Hi I am looking into using an Alegro A1324LUA-T for sensing very small magnetic field changes. The data sheet shows that the sensor gives a 5mV/G change in voltage so I can sense a 0.1 Gauss change if I can capture voltage change of 0.5 mV. Does anyone have any experience measuring such a small change in voltage on a rather large output signal as the sensor outputs 2.5 V when no field is present. I am wondering if there is any way that can pick up 0.1 mv change with a good accuracy using arduino.
Hi there. As its your first post please read this
its polite to provide links to hardware so we know what you are talking about.
Yes that isnt a problem ; you can use an op amp to remove the 2.5V offset as explained here
I would have a good read of the data sheet .
You are well down into the noise / drift area of its characteristic so it may not detect that very well .

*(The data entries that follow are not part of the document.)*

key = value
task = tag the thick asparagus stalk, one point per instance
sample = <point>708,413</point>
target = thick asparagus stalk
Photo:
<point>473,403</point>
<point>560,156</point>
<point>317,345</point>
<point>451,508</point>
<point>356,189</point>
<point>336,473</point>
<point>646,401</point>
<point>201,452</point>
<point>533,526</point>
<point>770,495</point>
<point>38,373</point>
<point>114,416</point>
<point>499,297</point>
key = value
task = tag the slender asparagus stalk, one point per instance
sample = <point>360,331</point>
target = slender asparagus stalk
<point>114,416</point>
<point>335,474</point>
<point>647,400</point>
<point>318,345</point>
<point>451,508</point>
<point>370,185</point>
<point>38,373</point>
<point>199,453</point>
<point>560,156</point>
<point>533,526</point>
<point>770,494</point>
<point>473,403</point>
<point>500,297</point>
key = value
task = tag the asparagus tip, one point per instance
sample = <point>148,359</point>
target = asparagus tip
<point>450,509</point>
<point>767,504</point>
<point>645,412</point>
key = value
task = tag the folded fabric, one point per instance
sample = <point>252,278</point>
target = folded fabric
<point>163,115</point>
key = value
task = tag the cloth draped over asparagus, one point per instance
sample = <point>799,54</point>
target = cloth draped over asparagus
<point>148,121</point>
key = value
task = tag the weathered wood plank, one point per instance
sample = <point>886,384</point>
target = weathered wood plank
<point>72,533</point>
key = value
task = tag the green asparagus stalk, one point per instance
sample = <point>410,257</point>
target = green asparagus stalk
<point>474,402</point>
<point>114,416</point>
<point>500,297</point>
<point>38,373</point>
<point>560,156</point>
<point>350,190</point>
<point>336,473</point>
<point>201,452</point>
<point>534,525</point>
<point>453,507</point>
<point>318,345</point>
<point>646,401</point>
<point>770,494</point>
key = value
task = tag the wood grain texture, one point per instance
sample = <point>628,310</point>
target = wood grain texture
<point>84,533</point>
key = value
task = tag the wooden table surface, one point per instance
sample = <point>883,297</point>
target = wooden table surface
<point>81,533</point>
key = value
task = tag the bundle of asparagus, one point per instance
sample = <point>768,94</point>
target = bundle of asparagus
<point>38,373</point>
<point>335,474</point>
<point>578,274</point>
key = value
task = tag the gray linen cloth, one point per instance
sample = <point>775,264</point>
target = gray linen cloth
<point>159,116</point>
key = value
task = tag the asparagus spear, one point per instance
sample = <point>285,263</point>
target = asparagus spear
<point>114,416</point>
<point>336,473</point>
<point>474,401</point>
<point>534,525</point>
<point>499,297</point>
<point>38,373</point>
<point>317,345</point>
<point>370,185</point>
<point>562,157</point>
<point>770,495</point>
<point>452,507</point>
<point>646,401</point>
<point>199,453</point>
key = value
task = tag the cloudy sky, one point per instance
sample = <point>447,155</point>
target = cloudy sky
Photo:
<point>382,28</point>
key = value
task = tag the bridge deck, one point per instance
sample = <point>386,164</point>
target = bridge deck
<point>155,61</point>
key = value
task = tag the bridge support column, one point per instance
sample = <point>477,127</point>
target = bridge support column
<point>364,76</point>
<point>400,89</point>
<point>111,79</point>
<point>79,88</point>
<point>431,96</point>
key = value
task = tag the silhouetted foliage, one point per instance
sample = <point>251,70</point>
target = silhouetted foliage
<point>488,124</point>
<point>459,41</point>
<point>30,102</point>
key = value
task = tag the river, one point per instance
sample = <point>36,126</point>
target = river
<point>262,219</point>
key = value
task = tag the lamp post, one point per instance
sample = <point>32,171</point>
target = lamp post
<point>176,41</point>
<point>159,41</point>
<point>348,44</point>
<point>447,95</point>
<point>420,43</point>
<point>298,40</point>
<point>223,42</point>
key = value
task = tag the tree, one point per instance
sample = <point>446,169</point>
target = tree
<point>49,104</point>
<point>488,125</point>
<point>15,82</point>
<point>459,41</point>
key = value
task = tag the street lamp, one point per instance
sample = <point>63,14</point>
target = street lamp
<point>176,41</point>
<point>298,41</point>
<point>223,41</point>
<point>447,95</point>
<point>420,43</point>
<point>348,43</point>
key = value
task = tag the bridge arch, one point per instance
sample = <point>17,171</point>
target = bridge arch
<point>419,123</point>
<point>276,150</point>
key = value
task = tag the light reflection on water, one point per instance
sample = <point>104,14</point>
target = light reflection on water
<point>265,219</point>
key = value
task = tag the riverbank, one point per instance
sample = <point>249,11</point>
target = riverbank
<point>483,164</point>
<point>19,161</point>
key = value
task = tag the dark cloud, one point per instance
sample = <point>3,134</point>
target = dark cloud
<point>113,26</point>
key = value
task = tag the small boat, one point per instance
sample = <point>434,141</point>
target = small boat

Google measuring small magnetic fields ,
Some details of the project may reveal better solutions
Hi John,
Thank you for your inputs. I have some questions regarding your post. I am new to op amps and electronics in general so bear with me.
Could you let me know which op amp you used for your project?
In your circuit diagram it shows two sensors, did your project make use of two sensors and if so how would a circuit look like for a single sensor?
In my project I want to bias the hall sensor with a permanent magnet and want to sense the difference in magnetic field when a material is placed between the magnet and the hall sensor would I be able to null out the hall voltage when it is biased using a permanent magnet?
The material is slightly permeable hence the small magnetic field change sensing requirement.
Again thank you for the inputs.
I used a hall effect sensor A1302 for my own experiment, to look for small changes in magnetic field. It gives a bidirectional voltage output biased to Vcc/2.
...The sensor is shown in the diagram below as a pair of thermistors (you could use those, or light dependent resistors)
Sorry if that isnt clear. The output from the single sensor is V1 in the diagram
Recommendations
For a single supply driven from your Arduino's 5V or 3.3V supply,
the MPC6002 is usually a good choice; if you need a faster response use the MPC6022.
The easiest way to find out what will work is by experimentation. For your application I'd suggest STARTING with values of R1 = 1k and R2 = 10k, and look at your results to see what the sensitivity and range feel like in yoiur practical situation.